Sulforaphane, an isothiocyanate found in vegetables such as broccoli, appears to exert neuroprotective effects through activation of the Nrf2-thioredoxin system. The antioxidant transcription factor Nrf2 binds to the antioxidant response element (ARE), activating the antioxidant defense system in response to oxidative stress.152 Thioredoxin has been shown to protect against H2O2-induced damage in photoreceptor cells and light damage in mice.153 Sulforaphane induces thioredoxin in light-exposed RPE cells via the Nrf2-ARE pathway,154 thus protecting against photo-oxidative damage to the retina.

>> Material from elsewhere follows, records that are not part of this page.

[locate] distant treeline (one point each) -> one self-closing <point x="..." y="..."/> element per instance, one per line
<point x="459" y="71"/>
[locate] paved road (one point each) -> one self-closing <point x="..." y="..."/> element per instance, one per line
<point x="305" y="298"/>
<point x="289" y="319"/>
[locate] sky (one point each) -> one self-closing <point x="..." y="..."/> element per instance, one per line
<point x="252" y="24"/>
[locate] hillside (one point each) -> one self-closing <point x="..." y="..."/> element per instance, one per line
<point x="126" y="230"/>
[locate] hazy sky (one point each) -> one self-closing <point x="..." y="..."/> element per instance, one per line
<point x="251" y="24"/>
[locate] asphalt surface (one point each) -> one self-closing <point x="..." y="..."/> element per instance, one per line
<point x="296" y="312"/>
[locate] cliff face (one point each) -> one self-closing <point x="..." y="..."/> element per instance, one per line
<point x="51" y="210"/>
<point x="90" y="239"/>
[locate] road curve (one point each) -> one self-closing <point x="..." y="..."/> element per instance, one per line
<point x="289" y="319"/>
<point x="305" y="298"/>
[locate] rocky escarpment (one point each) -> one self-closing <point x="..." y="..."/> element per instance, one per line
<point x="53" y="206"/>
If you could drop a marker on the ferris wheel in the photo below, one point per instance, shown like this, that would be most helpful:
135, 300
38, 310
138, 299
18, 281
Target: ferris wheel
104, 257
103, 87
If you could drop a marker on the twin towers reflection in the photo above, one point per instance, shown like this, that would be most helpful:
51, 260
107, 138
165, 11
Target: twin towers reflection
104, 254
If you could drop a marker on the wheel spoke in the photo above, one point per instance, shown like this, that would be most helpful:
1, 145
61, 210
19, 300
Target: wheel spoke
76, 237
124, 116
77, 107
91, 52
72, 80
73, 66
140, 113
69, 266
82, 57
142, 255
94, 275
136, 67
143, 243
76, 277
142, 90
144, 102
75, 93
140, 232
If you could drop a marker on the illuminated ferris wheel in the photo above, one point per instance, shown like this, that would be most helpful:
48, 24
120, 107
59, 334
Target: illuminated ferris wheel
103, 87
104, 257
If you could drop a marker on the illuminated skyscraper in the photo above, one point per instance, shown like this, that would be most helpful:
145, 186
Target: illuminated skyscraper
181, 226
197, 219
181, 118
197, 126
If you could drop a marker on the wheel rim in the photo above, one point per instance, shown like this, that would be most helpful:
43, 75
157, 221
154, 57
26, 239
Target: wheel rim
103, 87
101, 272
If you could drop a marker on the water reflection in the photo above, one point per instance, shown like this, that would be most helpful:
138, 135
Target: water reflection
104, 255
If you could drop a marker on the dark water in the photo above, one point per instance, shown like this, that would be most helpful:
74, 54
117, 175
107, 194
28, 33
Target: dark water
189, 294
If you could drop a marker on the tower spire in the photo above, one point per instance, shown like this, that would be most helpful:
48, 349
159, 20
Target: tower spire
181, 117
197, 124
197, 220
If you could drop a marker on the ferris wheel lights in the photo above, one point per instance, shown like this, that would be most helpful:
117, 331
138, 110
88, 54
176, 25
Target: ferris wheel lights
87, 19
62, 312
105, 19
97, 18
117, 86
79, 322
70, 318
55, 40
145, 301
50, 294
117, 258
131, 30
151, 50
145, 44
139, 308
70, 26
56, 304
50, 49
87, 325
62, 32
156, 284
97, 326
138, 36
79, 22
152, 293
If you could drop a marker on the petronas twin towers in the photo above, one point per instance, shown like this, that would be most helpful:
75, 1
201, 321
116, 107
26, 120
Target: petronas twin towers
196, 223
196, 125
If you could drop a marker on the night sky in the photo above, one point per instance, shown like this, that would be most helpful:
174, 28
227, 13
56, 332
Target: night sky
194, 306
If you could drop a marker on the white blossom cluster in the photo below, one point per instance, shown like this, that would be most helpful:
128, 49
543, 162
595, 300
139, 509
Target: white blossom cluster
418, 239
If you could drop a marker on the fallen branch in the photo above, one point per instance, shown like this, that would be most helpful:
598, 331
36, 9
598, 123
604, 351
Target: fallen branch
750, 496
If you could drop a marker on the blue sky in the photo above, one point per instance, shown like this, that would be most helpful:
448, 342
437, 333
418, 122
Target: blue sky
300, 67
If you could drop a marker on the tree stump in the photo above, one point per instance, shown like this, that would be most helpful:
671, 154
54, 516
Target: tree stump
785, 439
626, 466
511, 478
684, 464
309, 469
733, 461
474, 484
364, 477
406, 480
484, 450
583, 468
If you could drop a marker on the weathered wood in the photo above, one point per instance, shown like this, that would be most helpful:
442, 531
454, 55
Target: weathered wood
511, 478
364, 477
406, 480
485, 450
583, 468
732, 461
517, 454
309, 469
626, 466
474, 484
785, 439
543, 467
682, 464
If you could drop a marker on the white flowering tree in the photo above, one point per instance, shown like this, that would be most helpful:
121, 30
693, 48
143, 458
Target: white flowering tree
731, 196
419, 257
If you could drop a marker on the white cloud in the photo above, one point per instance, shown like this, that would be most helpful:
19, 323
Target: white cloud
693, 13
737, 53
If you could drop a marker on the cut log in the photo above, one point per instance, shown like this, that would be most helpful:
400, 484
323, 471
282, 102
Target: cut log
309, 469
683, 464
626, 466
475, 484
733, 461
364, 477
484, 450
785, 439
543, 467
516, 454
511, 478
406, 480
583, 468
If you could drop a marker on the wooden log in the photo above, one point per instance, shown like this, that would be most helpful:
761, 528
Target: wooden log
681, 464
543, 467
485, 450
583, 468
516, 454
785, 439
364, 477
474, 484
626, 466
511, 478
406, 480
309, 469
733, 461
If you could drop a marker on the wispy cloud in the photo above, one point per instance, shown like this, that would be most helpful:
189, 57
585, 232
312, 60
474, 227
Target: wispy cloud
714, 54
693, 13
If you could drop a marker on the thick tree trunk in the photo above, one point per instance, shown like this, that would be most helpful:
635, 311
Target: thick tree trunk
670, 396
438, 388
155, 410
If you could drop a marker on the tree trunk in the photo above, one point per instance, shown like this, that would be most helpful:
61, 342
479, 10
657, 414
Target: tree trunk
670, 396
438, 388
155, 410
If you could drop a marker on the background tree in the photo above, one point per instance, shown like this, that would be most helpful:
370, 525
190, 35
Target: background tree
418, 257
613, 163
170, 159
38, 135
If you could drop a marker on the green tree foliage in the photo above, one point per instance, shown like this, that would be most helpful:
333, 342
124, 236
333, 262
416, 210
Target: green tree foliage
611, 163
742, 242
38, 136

Anti-advanced glycation end-product treatment

One possible avenue for treatment of diabetic retinopathy targets the accumulation of AGEs, which can disturb retinal vascular cell function. The AGE inhibitor pyridoxamine protected against diabetes-induced retinal vascular lesions, thickening of the basement membrane, and acellular capillaries in diabetic rats.155 Aminoguanidine, which acts as an inhibitor of inducible nitric oxide synthase and AGE crosslinking, may prevent capillary closure, microaneurysm formation, and nitric oxide synthase depletion.156,157 The efficacy of pyridoxamine and aminoguanidine has yet to be investigated for the treatment of diabetic retinopathy in clinical trials.

Conclusions

Oxidative stress plays a significant role in the pathogenesis of multiple retinal diseases, including AMD, diabetic retinopathy, and inherited retinal degenerations. ROS, derived primarily from the mitochondria, can adversely affect health and survival of RPE cells, retinal vascular endothelial cells, and photoreceptors. Regardless of a condition’s primary insult, oxidative stress often contributes to retinal cell death via DNA damage, modulation of alternative metabolic pathways, and stimulation of proapoptotic reactions. Because oxidative stress appears to be a common mechanism of retinal cell damage, the development of therapy that protects against retinal oxidative damage has the potential to reduce vision loss from retinal diseases significantly (Fig. 22.1).